Some of her fellow working and commuting mothers pump in the car while they’re driving, she said. “They say it’s a timesaver. They are multitasking.”

As the drives get longer, living in or close to Boston is becoming farther out of reach financially for average workers. An analysis of single-family home sales found that prices are rising much faster in or near the city compared with prices in far-flung towns, according to Timothy Warren Jr., chief executive of the Warren Group.

He looked at the prices of single-family homes in 285 Massachusetts communities and found that in only 10 have prices surpassed what they were in 2005 — a peak in the market — by 50 percent or more. Nine of those 10 communities were in or near Boston.

“Some of those communities were previously considered blue-collar and affordable, including South Boston, Jamaica Plain, Somerville, and Charlestown,” Warren said in an e-mail.

“Others in the top ten (Cambridge, Brookline, Newton, and Lexington) have always been high-priced, but have become dramatically more so in recent years,’’ Warren said.

This pricey housing means many people are forced to live far from work, a situation made more painful by the growing commute times.

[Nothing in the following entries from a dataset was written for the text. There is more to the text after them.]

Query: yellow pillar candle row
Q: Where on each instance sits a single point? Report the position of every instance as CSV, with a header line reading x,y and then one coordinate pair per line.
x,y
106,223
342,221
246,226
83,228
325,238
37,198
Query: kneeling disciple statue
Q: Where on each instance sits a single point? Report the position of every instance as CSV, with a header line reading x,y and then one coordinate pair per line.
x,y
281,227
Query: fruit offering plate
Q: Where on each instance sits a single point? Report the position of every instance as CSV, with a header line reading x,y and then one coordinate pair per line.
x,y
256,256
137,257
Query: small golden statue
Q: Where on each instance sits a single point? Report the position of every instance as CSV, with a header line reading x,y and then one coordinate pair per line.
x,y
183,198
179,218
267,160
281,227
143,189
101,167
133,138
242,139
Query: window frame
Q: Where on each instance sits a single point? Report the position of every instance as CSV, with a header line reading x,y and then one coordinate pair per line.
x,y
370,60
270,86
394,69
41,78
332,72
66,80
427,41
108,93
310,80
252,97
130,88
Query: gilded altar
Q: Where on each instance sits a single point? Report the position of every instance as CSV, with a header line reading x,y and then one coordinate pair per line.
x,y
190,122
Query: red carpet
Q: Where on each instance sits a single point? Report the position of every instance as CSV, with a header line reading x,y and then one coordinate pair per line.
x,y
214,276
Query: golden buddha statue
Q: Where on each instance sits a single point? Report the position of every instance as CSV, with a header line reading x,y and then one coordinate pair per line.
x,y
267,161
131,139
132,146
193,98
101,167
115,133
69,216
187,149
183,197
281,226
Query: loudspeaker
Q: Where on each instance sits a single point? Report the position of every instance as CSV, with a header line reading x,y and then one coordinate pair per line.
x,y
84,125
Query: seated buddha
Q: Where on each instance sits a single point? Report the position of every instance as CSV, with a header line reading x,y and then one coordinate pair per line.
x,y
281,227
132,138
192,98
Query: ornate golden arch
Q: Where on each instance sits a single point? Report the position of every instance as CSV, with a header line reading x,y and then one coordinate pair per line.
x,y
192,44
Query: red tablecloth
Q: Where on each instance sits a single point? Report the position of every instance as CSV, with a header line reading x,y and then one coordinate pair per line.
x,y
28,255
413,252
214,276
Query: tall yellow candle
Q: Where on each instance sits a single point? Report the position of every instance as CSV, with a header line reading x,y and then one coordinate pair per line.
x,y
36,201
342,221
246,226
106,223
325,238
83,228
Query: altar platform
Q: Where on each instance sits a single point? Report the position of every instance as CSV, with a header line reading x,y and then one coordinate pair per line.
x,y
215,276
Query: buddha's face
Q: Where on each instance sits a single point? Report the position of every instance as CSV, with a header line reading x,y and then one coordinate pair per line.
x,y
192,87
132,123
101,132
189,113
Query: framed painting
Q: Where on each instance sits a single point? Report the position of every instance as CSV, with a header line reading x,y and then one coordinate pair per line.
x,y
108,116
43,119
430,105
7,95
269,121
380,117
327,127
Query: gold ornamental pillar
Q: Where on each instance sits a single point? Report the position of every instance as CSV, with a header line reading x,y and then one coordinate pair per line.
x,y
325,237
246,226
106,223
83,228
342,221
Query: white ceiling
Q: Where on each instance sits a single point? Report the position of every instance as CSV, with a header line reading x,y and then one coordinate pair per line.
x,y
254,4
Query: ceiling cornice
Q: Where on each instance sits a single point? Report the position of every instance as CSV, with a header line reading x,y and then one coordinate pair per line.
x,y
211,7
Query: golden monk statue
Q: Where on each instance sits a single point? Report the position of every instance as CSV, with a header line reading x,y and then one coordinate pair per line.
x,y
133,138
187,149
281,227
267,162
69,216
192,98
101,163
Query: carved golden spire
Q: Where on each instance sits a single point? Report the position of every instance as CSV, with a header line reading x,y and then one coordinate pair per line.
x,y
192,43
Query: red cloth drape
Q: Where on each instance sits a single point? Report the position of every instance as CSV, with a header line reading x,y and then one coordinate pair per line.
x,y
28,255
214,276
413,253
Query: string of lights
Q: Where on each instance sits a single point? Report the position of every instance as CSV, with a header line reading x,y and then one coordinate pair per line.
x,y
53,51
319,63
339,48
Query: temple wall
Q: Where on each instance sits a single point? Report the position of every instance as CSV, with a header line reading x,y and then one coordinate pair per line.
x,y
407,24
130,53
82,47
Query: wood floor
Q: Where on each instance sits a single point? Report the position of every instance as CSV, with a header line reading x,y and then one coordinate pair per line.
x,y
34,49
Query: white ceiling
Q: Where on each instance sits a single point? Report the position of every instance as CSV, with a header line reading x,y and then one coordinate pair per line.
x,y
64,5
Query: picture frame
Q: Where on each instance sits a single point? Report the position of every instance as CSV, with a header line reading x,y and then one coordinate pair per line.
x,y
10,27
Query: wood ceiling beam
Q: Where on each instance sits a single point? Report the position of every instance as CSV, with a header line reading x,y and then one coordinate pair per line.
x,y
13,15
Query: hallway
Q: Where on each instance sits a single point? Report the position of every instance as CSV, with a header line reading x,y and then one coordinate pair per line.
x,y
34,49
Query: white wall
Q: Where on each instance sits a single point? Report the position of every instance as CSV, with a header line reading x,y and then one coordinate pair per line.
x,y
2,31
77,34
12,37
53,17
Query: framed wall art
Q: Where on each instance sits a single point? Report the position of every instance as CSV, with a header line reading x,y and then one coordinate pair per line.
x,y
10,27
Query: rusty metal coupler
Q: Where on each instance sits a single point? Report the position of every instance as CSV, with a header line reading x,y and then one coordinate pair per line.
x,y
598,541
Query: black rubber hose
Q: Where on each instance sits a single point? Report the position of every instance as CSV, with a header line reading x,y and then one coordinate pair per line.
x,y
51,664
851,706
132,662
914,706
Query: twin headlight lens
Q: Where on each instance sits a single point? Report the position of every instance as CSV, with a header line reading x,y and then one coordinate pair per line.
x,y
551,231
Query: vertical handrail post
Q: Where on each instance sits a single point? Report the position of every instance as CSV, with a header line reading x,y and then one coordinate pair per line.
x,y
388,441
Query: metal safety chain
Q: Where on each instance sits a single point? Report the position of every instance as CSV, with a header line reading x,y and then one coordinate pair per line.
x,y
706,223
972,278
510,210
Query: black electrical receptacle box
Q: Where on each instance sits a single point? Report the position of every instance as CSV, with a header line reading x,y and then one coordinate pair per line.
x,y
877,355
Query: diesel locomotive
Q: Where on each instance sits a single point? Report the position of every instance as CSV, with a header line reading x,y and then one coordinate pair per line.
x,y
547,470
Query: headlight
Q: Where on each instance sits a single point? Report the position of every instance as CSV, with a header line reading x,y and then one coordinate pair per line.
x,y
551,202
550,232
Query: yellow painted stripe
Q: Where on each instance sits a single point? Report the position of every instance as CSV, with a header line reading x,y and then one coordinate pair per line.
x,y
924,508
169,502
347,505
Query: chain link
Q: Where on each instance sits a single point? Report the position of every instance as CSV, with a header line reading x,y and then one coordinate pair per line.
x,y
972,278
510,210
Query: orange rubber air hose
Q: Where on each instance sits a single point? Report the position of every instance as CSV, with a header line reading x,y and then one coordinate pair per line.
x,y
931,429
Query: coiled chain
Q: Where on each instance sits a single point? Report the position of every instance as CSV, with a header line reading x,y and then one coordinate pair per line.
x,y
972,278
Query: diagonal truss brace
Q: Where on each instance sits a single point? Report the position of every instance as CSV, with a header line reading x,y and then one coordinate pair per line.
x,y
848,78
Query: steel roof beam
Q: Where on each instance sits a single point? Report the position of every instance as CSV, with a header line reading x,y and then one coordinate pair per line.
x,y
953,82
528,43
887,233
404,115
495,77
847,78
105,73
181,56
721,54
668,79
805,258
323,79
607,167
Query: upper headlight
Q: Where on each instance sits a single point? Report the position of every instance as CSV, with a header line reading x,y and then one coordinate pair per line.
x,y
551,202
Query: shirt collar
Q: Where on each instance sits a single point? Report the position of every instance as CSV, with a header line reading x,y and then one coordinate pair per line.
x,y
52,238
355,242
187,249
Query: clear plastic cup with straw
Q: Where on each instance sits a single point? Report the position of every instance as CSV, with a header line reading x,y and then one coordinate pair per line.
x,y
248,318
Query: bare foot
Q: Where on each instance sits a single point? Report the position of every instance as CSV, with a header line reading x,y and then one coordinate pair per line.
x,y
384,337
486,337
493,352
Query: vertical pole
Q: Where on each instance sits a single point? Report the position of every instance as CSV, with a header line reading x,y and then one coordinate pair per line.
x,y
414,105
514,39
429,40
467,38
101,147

Michelle Collins and her fiance settled in Saugus after not being able to afford anything closer to their jobs. She works as a lab technician in Newton. He’s a warehouse manager in Natick. That means an hour’s commute each way for her and sometimes a two-hour trip for him.

“No matter what time you leave you can hit these weird pockets of traffic,” she said.

If Collins doesn’t build in a cushion, she might arrive late and, she said, have minutes deducted from her pool of vacation, personal, and sick time.

“I’d rather spend the time on vacation than sitting on Route 128 southbound,” she said.